Hostels are intended for Members when walking or cycling, and are not open to motorists or motor-cyclists (unless they are using the hostel for the purpose of walking or climbing. In any case motor-cars and motor-cycles must not be garaged at a hostel).
Instead, great emphasis in the handbook was placed on access to public transport, with information on the distances to the nearest railway stations and the availability of bus services (something that continues to this day). In 1951, this point was promoted to regulation 1: "Youth Hostels are for the use of members who travel on foot, by bicycle, or canoe; they are not for members touring by motor car, motor cycle, or any power-assisted vehicle".
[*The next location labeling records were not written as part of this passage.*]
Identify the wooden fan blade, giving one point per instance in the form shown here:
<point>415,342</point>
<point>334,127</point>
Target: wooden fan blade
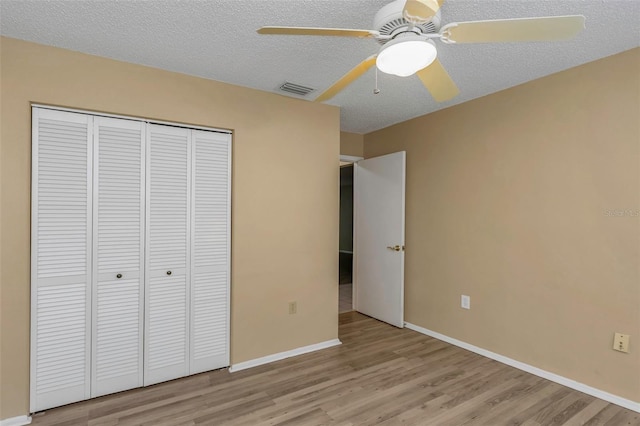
<point>421,10</point>
<point>340,32</point>
<point>347,79</point>
<point>525,29</point>
<point>438,82</point>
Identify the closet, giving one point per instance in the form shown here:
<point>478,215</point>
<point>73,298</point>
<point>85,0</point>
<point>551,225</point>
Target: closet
<point>130,254</point>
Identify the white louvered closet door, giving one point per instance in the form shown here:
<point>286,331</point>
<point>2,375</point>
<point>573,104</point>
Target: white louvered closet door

By the mid 1960s, with the decline in rail services, YHA allowed members to use cars to reach a hostel, but not to motor tour. It remained policy that cars could not be parked at hostels. From 1970, it was decided to allow parking, for a fee, at certain hostels. However, hostel wardens had a discretion to require people arriving by car to move on if the hostel was busy. In 1984, car parking charges were abolished and parking allowed at all hostels, subject to space.

===Membership===
Until 2005 it was a requirement to be either a member of YHA or a member of an Hostelling International-affiliated association before staying at a hostel. YHA relaxed this rule, partly in a desire to make hostels more accessible to all and partly on advice from the Charity Commission that the charitable status of the association was at risk if it remained a membership-only organisation.

Membership can be purchased on arrival at a hostel. Non-members have been able to stay since 2005; it was originally stated that this was "by paying a £3 supplement to the normal overnight price ... – equivalent to a day rate for membership". This was later amended to the form of a standard price for everyone, with a £3 per night, subsequently 10%, discount for members on booking direct.

===Alcohol===
Until the 1980s consumption of alcohol was not allowed; drinking at the hostel could lead to offenders being banned from the hostel. The ban was initially lifted only for alcohol purchased at hostels with a table licence such as Edale, but later it was permitted to bring and drink beer, cider and wine (not spirits), but only accompanying a meal.

With the reform of UK licensing laws the responsibility for the behaviour of customers falls onto the personal licence holder, i.e. the hostel manager. Citing the risk of prosecution of its staff, YHA introduced a policy whereby only alcohol purchased at the hostel was permitted to be consumed on the premises. For hostels not licensed for the sale of alcohol, the previous policy on bring-your-own continues.

The majority of youth hostels have been licensed to sell alcohol since 2010 and some have a bar.

===Schools===
Pre war, groups of children aged 11–18 were welcome at hostels as long as they were under the supervision of a responsible leader. All bookings had to be made in advance. Apart from price no other concession was made to these groups. They were still expected to move on from hostel to hostel and for this reason this type of business became known as School Journey Parties (SJP).

After the war YHA realised the potential of providing not just accommodation to school parties and youth groups but educational facilities as well. This scheme, Youth Hostels for Health and Education, started in 1953 and was the forerunner of the services offered today. In 2008 27% of overnight stays with YHA were as part of organised school trips.

YHA provides financial support via its bursary scheme, Breaks for Kids, for groups of young people to take part in educational or recreational visits. In 2013 YHA awarded grants totalling £238,000, providing 5,754 funded trips for young people.